Gender/Sex Work/HIV/AIDS
The Star, 23 October 2002, 'Unemployed SA men turning to prostitution'

By Yvonne Grimbeek

The lack of employment opportunities for young white men is forcing thousands of them into male prostitution.

University students are financing their education through it, and breadwinners are doing it to make ends meet.

In there are about 5 000 male prostitutes, most of them younger than 30.

'Their clients range from lawyers to judges'

About 80 percent are young, white Afrikaners and about 80 percent of their clients are married white men.

These are some of the findings of Unisa's Professor Michael Herbst, who has just completed a two-and-a-half year research project in the city.

What Herbst found was scary. The sex workers are exposed to up to 49 different sexually transmitted infections, plus physical violence, alcohol and drug abuse.

Besides the better known sexually transmitted diseases such as syphilis and gonorrhoea, tuberculosis, ringworm and tapeworm are also transmitted.

Prostitution is there because society wants it," said Herbst.

The money made by male prostitutes is good

Male homosexual prostitution is different to heterosexual prostitution because of what happens in the encounters.

Apart from anal and oral sex, which both occur in the same encounters, male prostitutes and their clients can come into contact with urine and faeces, increasing the risk of infection.

What Herbst found in his research can easily be extrapolated to every major city in South Africa, he said, particularly those with tertiary education institutions with residential facilities.

"Their clients range from lawyers to judges to military officers to ministers of religion, and 85 percent of them are married.
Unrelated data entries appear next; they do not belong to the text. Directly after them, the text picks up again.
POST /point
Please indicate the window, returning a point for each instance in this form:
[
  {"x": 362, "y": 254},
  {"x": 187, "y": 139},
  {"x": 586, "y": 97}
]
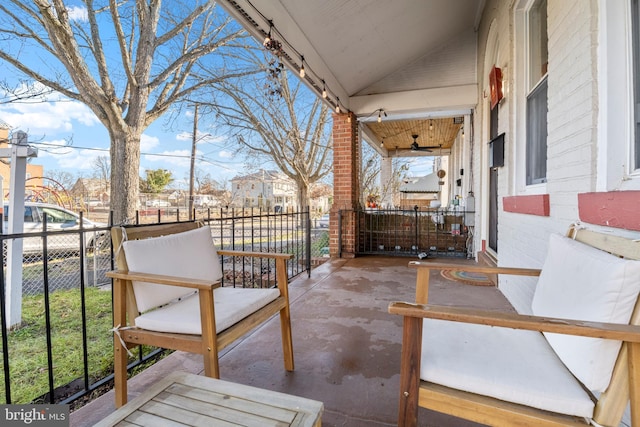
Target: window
[
  {"x": 536, "y": 107},
  {"x": 635, "y": 45}
]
Not all the sex workers are gay, but they provide a gay service.

"They say their clients are the most fortunate men in the world because they can go home and honestly tell their wives that they have not slept with another woman."

The money made by male prostitutes is good. A single encounter can cost from R180 upwards. There are some, called the "super callboys" by Herbst, who make up to R500 an hour.

Herbst said there are different types of male prostitutes in Pretoria: the streetwalkers who solicit on the streets and parks; the "midnight cowboys" who frequent X-rated cinemas and dark places; the men who go to steam baths; those who work out of brothels; those who advertise in newspapers; and then there are the callboys and super callboys who have solo, mobile practices.

There were a few men in Pretoria who earned five times the annual salary of a university professor, but they paid no tax or VAT, said Herbst. They accompany top executives overseas while their wives stay home.

Ultimately, said Herbst, the research was aimed at devising new legislation, because current laws outlawed prostitution and also had a disparity between the male and female age of consent, which currently was 16 for a girl and 19 for a boy.

Herbst added: "The industry has to be regulated in the interest of public health... we can register sex workers so that they can have regular medical check-ups and register as taxpayers."